Jahrestagung der Freiwilligenagenturen 2012

Kategorie: Bürgerschaftliches Engagement, Generationen, Gesundheit/ Behinderung/ Lebenshilfe, Inter- und multikulturelle Angelegenheiten, Soziales/ Soziale Problemlagen, Sport

Anfang November 2012 fand in Osnabrück die 17. Fachtagung der Bundesarbeitsgemeinschaft der Freiwilligenagenturen (bagfa) und der Stiftung MITARBEIT statt. Die Veranstaltung stand unter dem Motto: Zu schräg, zu alt, zu anders – Teilhabe und Vielfalt im Engagement ermöglichen.
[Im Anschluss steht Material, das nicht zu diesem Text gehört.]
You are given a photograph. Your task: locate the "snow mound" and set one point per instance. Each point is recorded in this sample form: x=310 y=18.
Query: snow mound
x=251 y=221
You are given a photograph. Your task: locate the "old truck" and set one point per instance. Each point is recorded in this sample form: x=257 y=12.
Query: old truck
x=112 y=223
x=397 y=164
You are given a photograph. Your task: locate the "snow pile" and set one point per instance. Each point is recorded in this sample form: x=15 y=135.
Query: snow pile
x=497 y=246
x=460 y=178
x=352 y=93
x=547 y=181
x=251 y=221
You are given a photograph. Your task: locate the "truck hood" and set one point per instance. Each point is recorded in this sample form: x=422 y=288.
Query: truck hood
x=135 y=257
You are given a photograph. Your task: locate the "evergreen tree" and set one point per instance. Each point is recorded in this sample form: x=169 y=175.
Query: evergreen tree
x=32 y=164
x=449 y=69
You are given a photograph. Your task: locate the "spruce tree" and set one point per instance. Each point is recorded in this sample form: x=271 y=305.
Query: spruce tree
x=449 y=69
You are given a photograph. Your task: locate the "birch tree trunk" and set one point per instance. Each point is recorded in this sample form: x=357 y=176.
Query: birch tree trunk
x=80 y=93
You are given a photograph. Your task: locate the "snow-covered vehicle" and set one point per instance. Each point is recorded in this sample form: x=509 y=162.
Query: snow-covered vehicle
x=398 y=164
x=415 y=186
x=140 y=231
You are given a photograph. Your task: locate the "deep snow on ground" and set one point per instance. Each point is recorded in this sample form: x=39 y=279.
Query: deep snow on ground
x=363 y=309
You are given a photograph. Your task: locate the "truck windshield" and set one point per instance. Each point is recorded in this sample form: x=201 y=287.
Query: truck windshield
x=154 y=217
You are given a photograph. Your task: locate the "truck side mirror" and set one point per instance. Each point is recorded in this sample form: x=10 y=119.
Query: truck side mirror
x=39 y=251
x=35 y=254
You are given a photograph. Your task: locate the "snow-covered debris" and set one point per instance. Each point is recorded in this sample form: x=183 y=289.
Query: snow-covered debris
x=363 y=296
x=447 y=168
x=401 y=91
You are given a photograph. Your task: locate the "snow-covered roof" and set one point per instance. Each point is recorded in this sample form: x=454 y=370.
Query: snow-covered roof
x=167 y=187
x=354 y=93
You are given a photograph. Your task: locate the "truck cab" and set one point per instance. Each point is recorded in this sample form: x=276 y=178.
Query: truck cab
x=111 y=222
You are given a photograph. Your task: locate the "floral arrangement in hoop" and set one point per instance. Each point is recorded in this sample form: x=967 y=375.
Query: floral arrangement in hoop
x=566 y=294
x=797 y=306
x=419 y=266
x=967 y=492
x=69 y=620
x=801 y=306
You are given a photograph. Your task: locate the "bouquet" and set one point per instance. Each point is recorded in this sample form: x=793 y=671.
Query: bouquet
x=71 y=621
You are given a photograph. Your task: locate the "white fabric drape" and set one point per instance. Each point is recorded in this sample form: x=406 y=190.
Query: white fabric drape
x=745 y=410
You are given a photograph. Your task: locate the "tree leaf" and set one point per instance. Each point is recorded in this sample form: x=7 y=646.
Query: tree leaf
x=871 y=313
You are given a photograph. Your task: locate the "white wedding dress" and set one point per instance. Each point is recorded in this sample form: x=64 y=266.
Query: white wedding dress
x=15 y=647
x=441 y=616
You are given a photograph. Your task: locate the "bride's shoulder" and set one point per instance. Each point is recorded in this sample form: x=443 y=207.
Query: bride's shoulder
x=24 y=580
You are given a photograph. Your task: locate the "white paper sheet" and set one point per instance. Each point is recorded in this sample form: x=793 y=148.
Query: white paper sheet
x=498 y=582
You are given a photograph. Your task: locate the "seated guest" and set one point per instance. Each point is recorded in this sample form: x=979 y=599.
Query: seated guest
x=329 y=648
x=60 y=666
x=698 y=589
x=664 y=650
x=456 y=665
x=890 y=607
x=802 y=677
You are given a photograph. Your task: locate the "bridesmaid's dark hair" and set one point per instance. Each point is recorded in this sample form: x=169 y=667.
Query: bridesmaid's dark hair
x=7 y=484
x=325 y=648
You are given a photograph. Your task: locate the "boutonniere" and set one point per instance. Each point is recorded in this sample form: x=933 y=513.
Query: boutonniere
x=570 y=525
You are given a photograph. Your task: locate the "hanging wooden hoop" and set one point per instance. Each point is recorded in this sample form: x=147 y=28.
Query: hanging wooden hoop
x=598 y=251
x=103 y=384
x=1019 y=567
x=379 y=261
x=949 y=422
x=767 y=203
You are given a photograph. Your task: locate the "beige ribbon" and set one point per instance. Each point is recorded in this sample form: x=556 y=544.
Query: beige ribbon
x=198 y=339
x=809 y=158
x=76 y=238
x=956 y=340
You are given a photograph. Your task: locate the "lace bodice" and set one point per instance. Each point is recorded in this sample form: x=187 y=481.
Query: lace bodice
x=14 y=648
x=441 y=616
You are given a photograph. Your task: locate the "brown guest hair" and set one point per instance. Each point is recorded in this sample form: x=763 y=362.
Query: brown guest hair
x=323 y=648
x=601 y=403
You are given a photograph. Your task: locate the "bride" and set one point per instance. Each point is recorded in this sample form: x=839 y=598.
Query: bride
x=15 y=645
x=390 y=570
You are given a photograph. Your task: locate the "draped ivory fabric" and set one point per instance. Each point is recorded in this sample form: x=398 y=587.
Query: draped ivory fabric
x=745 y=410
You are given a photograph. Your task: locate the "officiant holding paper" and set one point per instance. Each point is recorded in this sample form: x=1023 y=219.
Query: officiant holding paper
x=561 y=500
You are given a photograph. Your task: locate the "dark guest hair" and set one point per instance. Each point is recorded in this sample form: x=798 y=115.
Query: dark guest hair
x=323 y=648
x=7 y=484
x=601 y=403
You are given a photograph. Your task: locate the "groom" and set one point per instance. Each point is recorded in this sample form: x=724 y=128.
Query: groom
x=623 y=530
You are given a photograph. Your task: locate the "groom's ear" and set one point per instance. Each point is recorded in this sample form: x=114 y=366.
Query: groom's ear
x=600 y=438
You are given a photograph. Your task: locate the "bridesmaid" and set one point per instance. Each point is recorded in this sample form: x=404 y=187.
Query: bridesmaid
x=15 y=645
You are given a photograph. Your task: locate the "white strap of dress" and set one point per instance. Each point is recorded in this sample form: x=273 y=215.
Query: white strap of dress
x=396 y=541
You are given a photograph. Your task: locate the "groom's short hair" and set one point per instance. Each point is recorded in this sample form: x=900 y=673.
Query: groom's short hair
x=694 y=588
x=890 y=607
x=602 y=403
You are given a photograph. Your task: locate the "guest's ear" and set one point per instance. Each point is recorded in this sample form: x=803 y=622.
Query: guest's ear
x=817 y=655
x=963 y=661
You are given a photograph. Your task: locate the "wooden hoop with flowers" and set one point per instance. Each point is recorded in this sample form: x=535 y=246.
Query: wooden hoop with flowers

Inklusion im Alltag umsetzen, Interkulturelle Öffnung von Freiwilligenagenturen oder Teilhabe und Vielfalt im Sport: in Vorträgen, Workshops und Gesprächsrunden diskutierten mehr als 180 Teilnehmende aus ganz Deutschland praxisnah, wie die Teilhabe von Menschen mit Behinderung oder psychischen Erkrankungen, von älteren Menschen und von sozial benachteiligten Menschen mit und ohne Migrationshintergrund besser gelingen kann und wie generell mehr Menschen über die klassischen Engagementmilieus hinaus zur Mitarbeit bewegt werden können. Viele Materialien aus den Workshops und Vorträgen der Tagung stehen nun online zum Abruf bereit. Im Netz findet sich auch ein Bericht über die Preisträger/innen des diesjährigen Innovationspreises der bagfa, der 2012 an Freiwilligenagenturen aus Freiberg, Halle-Saalkreis, Köln, Magdeburg, Schaffhausen (Schweiz), Willich und Wolfenbüttel vergeben wurde.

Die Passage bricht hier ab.